My personal tapestry is many-colored, and the fabric is both rough and smooth. At its center are the richest colors and the tightest weaves. Everything radiates from the center. In my mind’s eye, it is crimson and purple and gold; it is as smooth as velvet and as rough as burlap. The stitching is as fine as it is irregular. There are rips and tears that have been mended again and again.
But it holds.
At the center are Caitlin and my father. The births of my children. My marriage to Corey. There you will find the embellishments of first loves and the tears from first heartbreak. Everything radiates from this place of love and loss, truth and lies, poetry and prose.

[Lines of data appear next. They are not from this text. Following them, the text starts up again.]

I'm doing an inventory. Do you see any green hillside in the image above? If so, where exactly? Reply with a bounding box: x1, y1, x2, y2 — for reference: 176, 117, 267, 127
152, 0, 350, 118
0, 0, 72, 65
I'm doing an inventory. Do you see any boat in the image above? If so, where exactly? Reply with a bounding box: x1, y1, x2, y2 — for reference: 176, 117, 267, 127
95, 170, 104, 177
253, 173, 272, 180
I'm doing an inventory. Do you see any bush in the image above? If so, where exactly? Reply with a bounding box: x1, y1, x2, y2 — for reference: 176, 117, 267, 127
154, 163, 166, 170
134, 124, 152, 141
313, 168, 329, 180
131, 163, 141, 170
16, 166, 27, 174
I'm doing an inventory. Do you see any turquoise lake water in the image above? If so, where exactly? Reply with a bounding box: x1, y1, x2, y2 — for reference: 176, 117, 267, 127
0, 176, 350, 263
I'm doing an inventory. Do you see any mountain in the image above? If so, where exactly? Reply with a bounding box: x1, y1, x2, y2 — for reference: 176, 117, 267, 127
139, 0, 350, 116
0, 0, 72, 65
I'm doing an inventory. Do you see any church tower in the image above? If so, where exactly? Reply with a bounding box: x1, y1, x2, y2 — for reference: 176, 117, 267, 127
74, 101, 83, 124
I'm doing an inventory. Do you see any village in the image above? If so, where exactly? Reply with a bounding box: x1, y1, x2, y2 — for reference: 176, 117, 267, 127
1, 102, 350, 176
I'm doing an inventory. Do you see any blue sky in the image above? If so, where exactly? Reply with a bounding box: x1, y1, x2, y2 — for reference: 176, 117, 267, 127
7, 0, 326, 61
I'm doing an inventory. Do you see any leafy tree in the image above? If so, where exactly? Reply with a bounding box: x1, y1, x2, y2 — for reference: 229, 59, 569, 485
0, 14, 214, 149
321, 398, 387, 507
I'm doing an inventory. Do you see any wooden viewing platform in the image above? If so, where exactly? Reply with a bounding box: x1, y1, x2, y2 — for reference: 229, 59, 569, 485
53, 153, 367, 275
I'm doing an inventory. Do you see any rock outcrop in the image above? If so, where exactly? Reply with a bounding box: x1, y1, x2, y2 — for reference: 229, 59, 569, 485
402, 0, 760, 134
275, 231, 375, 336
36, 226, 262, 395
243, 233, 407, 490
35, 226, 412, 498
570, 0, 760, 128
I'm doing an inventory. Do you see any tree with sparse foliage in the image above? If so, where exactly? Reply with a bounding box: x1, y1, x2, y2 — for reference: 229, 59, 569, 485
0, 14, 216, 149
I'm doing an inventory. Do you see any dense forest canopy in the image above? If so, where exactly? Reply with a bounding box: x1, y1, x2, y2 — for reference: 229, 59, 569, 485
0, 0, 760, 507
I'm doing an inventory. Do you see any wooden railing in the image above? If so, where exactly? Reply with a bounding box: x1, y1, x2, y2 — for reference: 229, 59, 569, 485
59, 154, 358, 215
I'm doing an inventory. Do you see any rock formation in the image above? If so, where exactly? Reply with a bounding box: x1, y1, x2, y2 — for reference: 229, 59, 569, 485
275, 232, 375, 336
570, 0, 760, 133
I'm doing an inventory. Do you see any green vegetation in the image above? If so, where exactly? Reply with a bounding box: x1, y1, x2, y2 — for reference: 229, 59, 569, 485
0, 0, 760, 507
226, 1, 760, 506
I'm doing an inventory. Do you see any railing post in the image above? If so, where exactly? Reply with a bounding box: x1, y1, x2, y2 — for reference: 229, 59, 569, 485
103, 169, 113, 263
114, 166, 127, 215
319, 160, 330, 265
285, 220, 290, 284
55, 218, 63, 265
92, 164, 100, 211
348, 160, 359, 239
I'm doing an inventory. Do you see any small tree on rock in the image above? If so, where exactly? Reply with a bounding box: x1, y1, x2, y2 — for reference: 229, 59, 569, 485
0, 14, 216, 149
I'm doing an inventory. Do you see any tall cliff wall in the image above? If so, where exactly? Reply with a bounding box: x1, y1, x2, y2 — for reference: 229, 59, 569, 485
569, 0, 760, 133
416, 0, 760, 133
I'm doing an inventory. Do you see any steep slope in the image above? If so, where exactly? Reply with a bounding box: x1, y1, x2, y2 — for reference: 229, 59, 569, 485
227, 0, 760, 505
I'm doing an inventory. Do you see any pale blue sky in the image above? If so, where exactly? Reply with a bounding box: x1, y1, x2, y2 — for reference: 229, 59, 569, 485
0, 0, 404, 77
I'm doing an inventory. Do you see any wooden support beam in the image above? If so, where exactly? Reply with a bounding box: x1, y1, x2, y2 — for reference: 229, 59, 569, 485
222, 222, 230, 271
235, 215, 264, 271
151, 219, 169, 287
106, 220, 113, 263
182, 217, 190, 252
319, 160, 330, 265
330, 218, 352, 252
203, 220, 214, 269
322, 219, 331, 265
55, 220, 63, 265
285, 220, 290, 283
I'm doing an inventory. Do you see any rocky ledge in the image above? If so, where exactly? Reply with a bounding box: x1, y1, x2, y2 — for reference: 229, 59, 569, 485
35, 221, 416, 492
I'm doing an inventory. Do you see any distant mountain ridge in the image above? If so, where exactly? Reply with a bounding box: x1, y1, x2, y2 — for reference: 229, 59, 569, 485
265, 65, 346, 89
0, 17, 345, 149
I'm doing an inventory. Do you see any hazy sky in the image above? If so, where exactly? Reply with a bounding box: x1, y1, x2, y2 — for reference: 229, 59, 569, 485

Somewhere in the bottom right corner is where you will find my father-in-law. Here the fabric is a heavy twill, sufficiently strong to last, without glamor or added decoration. This is not a place of dishonor or disregard, but it is not the center. He is there, firmly enmeshed in that part of my life that is the permanent periphery.
As the song says, “We’re older now and still running against the wind.”
Peace be with you and yours.
(I had a heckuva time figuring out what kind of pictures I wanted to include with this post. I finally found some lovely pictures of mists at sunrise from different places in the UK.)
Music by Bob Seger, an oldie that I heard on the car radio this morning that felt strangely appropriate: “Against the Wind”
It needn’t be tinder, this juncture of the year,
a cigarette second guessed from car to brush.
The woods’ parchment is given
to cracking asunder the first puff of wind.
Yesterday a big sycamore came across First
and Hawthorne and is there yet.
The papers say it has to happen,
if just as dribs and drabs on the asbestos siding.
But tonight is buckets of stars as hard and dry as dimes.
A month’s supper things stacks in the sink.